Anthropic a déclaré que Mythos Preview avait découvert des milliers de vulnérabilités de haute gravité, dont certaines dans tous les principaux systèmes d’exploitation et navigateurs Web, et que les modèles d’IA avaient atteint un niveau de capacité de codage où ils pouvaient surpasser tous les humains, sauf les plus compétents, pour trouver et exploiter les vulnérabilités logicielles. Dans un benchmark, la société a signalé des taux de réussite nettement plus élevés par rapport aux modèles précédents.
Anthropic n’a pas rendu public le modèle. Au lieu de cela, il a lancé le projet Glasswing, engageant jusqu’à 100 millions de dollars de crédits d’utilisation à un groupe sélectionné d’entreprises de technologie et de cybersécurité pour utiliser Mythos à des fins défensives – en trouvant et en corrigeant les vulnérabilités avant que des acteurs malveillants ne puissent les exploiter.
Anthropic a également informé la Cybersecurity and Infrastructure Security Agency, le ministère du Commerce et d’autres parties prenantes des risques et des avantages potentiels de Mythos Preview. OpenAI a développé un modèle comparable et l’a mis à la disposition d’un petit groupe d’entreprises via un programme d’accès sécurisé existant.
Ce que pourrait signifier un avis
L’évaluation préalable des modèles d’IA n’est pas une idée nouvelle, mais elle reste mal définie dans le contexte politique américain. Le décret Biden révoqué par Trump exigeait que les développeurs des plus grands systèmes d’IA informent le gouvernement et partagent les résultats des tests de sécurité avant le déploiement – l’une des nombreuses dispositions que l’administration Trump a qualifiées d’obstacles pesants à l’innovation.
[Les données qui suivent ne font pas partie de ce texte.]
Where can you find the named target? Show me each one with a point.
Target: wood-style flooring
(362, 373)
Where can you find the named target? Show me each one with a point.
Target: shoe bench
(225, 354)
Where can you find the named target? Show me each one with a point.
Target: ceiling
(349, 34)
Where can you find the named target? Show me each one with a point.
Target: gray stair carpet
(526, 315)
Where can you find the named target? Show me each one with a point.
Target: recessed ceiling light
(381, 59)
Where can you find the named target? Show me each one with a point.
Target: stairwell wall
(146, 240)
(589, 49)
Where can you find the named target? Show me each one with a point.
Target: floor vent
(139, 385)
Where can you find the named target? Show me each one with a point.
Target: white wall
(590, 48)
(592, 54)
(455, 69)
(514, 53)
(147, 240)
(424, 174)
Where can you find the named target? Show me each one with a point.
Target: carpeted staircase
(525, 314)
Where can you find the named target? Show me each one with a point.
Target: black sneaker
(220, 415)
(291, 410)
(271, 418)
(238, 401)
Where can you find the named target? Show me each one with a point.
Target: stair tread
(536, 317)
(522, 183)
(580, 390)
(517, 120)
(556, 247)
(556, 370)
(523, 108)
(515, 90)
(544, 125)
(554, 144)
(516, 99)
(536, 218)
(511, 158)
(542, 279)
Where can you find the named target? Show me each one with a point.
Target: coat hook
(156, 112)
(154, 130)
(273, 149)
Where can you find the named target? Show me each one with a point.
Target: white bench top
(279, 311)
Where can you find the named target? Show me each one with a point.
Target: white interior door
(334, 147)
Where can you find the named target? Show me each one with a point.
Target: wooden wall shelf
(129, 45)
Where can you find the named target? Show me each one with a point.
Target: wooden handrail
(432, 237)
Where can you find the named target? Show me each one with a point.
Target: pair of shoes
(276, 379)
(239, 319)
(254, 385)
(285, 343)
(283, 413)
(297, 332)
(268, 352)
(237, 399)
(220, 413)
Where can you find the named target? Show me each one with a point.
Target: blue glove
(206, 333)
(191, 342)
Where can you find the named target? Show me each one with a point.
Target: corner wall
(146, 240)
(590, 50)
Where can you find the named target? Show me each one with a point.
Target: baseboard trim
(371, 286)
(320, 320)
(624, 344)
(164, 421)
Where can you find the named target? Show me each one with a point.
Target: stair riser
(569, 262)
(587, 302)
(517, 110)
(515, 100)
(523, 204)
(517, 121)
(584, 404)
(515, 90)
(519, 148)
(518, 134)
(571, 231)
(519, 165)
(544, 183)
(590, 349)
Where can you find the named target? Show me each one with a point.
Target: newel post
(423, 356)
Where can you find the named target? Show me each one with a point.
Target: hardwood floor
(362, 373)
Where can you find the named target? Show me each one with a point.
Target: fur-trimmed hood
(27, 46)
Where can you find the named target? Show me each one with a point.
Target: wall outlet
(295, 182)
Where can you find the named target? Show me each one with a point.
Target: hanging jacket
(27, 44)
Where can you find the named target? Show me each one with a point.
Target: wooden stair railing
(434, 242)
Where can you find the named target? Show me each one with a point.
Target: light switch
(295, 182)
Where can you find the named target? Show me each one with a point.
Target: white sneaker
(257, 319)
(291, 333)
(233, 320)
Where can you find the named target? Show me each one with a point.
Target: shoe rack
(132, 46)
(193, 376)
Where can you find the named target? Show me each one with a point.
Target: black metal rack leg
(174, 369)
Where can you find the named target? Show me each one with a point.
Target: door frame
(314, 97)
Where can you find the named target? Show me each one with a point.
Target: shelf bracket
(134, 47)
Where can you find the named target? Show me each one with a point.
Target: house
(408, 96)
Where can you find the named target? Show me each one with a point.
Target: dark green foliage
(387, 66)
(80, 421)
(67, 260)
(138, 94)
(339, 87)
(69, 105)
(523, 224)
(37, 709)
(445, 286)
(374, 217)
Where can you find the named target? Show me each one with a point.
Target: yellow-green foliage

Le paysage institutionnel a également changé. L’Institut américain de sécurité de l’IA, créé sous l’ordre Biden pour procéder à une évaluation préalable au déploiement et hébergé au sein de l’Institut national des normes et de la technologie, a été considérablement réorganisé après l’entrée en fonction de Trump. En juin 2025, l’agence a été rebaptisée Center for AI Standards and Innovation et sa mission a été révisée.
Le secrétaire au Commerce, Howard Lutnick, a présenté ce changement comme un rejet de ce qu’il a appelé l’utilisation de la sécurité comme prétexte pour la censure et la réglementation. Le mandat du centre renommé comprend désormais la direction d’évaluations non classifiées des capacités de l’IA susceptibles de présenter des risques pour la sécurité nationale, en mettant l’accent sur les risques démontrables tels que la cybersécurité, la biosécurité et les armes chimiques, ce qui le positionne potentiellement pour jouer un rôle dans tout processus d’examen futur.
D’autres gouvernements sont allés plus loin et plus rapidement. L’AI Security Institute du Royaume-Uni a mené des évaluations préalables au déploiement de plusieurs modèles pionniers, en travaillant directement avec des laboratoires, notamment Anthropic et OpenAI, pour évaluer les seuils de risque avant leur publication. La loi de l’UE sur l’IA, qui a commencé à être progressivement mise en œuvre l’année dernière, établit des évaluations de conformité obligatoires pour les applications d’IA à haut risque.
Les États-Unis n’ont pas établi de cadre comparable ni d’autorité juridique pour exiger de tels examens.